Al igual que en el caso de las otras novelas del ciclo, el mecanismo que
desencadena en la mente del autor a El caballero inexistente es una imagen: una
armadura que anda y que por dentro está vacía. Y como ocurría con las
precedentes, nada más lúcido que la propia reflexión de Calvino sobre la tesis y la
intención de este relato:
«Del hombre primitivo que, al ser todo uno con el universo, podía denominarse aún
inexistente, por indiferenciado de la materia orgánica, hemos llegado lentamente al
hombre artificial que, siendo todo uno con los productos y las situaciones, es
inexistente porque ya no se roza con nada, ya no se relaciona (lucha, y a través de
la lucha, armonía) con lo que (naturaleza e historia) está a su alrededor, sino que
se limita a "funcionar" abstractamente.»
Ya tenemos a Agilulfo —el caballero— y a Gurdulú —su escudero—, suma
abstracción el uno y exagerada corporeidad el otro. Pero no se trata de meros
esquemas. Al escribir su historia, en 1959, Calvino refleja en la divertida peripecia
del caballero sin existencia real la atmósfera de aquellos años en los cuales el
equilibrio mundial estaba dominado por la guerra fría y la tensión. El libro, escrito
en una época de perspectivas históricas más inseguras que 1951 o 1957 (fecha de
composición de los otros dos), ofrece también un mayor esfuerzo de interrogación
filosófica, no incompatible con un gran abandono lírico.

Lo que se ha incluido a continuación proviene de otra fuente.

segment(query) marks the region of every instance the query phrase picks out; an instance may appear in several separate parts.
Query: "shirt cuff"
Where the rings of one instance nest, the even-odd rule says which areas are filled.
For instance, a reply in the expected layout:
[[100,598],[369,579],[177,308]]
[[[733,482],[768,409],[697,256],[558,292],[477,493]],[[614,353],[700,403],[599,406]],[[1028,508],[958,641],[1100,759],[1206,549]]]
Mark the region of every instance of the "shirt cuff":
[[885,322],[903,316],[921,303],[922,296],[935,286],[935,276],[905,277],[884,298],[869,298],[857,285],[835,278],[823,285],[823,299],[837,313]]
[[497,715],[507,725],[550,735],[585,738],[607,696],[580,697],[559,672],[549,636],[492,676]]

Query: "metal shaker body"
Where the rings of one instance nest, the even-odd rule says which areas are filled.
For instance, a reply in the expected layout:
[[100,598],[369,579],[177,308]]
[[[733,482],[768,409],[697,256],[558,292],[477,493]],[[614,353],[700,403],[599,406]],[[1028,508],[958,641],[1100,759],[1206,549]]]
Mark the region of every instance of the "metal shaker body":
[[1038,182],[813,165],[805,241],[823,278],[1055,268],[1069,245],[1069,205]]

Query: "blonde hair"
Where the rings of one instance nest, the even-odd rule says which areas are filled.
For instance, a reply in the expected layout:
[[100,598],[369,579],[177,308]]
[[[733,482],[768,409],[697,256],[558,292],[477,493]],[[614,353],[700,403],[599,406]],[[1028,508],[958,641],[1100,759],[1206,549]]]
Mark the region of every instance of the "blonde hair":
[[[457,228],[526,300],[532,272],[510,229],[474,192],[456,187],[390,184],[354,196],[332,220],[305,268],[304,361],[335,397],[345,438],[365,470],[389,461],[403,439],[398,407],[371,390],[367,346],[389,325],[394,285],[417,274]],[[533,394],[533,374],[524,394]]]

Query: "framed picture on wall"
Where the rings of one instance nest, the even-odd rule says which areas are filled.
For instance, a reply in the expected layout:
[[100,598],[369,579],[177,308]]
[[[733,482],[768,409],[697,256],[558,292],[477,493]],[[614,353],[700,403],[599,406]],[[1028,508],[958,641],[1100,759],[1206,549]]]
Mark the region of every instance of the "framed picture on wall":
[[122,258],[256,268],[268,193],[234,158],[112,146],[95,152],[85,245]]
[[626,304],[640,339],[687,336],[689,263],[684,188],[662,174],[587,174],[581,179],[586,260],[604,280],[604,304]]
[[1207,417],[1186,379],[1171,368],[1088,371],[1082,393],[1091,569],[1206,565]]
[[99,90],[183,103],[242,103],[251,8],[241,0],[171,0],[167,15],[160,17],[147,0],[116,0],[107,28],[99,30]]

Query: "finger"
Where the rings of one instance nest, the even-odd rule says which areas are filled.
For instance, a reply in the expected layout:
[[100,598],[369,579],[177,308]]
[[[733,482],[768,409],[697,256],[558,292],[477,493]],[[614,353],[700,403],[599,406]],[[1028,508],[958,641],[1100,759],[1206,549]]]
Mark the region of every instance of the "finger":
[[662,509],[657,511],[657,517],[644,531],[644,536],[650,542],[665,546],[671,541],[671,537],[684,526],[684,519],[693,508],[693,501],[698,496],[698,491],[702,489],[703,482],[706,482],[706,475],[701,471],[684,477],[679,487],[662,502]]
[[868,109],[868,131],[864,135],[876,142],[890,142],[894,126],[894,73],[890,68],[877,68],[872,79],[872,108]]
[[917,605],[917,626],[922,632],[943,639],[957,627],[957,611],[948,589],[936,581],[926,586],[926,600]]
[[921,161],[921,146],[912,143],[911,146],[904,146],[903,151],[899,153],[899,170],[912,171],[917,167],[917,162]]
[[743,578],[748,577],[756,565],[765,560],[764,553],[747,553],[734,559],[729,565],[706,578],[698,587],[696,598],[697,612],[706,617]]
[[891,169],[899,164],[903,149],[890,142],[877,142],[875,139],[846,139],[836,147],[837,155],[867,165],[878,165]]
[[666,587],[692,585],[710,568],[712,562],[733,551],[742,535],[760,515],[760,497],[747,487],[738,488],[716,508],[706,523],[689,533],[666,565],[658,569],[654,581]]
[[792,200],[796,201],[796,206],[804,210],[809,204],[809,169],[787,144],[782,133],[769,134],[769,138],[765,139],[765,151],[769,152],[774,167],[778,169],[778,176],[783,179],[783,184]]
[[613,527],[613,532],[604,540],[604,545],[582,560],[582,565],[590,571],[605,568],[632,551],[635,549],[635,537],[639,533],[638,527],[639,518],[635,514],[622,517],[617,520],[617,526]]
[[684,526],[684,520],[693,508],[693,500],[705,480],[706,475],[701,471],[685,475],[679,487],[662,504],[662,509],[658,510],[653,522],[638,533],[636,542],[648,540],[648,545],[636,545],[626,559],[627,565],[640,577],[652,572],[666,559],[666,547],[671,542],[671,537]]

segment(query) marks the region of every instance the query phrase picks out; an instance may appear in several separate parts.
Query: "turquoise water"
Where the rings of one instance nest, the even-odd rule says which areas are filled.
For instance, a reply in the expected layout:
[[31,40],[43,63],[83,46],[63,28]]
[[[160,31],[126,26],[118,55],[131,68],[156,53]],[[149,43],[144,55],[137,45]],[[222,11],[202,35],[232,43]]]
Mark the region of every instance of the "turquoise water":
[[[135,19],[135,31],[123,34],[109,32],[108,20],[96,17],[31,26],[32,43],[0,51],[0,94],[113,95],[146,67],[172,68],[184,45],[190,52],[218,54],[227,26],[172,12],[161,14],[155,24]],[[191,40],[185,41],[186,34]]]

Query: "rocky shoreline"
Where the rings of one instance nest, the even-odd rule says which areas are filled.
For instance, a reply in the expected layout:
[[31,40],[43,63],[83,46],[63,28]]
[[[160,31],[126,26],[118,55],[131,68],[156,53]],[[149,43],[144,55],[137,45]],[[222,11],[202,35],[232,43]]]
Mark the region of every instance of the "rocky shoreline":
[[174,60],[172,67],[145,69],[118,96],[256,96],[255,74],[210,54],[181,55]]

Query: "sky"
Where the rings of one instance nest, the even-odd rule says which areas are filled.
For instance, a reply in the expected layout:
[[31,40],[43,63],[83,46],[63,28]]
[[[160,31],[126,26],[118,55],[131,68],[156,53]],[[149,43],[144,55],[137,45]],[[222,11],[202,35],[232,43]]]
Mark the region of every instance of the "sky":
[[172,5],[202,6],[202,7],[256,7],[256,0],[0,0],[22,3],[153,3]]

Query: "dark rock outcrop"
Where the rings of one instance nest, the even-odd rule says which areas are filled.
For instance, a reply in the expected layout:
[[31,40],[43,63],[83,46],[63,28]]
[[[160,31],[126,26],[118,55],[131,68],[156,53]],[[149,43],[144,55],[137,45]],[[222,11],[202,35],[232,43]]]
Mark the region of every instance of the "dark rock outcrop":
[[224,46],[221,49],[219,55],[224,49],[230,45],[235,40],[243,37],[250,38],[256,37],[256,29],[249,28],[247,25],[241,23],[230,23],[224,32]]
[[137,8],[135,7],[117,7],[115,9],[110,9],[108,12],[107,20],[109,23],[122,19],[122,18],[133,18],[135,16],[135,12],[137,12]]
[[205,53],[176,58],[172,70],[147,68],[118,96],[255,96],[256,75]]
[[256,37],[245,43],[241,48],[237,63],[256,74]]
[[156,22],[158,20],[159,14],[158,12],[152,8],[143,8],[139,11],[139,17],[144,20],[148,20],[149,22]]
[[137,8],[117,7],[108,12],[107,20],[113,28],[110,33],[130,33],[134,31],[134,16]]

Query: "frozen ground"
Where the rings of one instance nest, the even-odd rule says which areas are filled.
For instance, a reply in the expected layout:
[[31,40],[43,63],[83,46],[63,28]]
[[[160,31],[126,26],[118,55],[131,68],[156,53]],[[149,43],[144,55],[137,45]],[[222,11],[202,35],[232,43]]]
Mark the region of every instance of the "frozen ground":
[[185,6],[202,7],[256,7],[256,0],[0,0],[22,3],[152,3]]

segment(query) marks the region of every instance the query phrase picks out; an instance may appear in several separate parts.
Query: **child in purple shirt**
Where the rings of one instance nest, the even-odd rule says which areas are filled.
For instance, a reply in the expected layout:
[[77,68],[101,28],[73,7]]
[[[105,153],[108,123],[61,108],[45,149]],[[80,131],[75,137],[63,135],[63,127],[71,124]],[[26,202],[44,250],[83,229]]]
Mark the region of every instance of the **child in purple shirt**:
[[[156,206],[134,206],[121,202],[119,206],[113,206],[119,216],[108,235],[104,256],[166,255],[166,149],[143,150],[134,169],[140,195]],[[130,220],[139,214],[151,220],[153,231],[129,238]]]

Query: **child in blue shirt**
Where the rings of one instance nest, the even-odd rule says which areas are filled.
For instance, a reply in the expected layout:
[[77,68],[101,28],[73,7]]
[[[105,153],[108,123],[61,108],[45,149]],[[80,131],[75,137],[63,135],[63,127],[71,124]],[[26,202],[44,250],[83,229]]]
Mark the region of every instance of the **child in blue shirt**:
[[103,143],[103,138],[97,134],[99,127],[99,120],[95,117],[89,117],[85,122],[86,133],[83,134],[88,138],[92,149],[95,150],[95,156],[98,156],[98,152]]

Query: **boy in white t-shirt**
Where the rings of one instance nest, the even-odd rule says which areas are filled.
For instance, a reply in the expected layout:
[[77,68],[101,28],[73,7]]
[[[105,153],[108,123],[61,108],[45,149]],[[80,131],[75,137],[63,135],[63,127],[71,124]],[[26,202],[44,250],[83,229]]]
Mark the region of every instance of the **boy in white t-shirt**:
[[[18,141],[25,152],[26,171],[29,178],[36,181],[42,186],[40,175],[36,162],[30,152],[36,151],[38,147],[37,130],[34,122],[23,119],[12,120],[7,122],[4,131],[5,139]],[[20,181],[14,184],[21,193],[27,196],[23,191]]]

Sigamos el hilo de la reflexión de Calvino: «Agilulfo, el guerrero que no existe,
tomó los rasgos psicológicos de un tipo humano muy difundido en todos los
ambientes de nuestra sociedad; mi trabajo con ese personaje se presentó fácil de
inmediato. De la fórmula Agilulfo (inexistencia provista de voluntad y conciencia)
saqué, con un procedimiento de contraposición lógica (es decir, partiendo de la idea
para llegar a la imagen, y no viceversa, como hago de ordinario), la fórmula
existencia carente de conciencia, o sea, identificación general con el mundo
objetivo, e hice al escudero Gurdulú. Este personaje no consiguió tener la
autonomía psicológica del primero. Y es comprensible porque prototipos de Agilulfo
se encuentran por doquier, mientras que los prototipos de Gurdulú se encuentran
sólo en los libros de los etnólogos.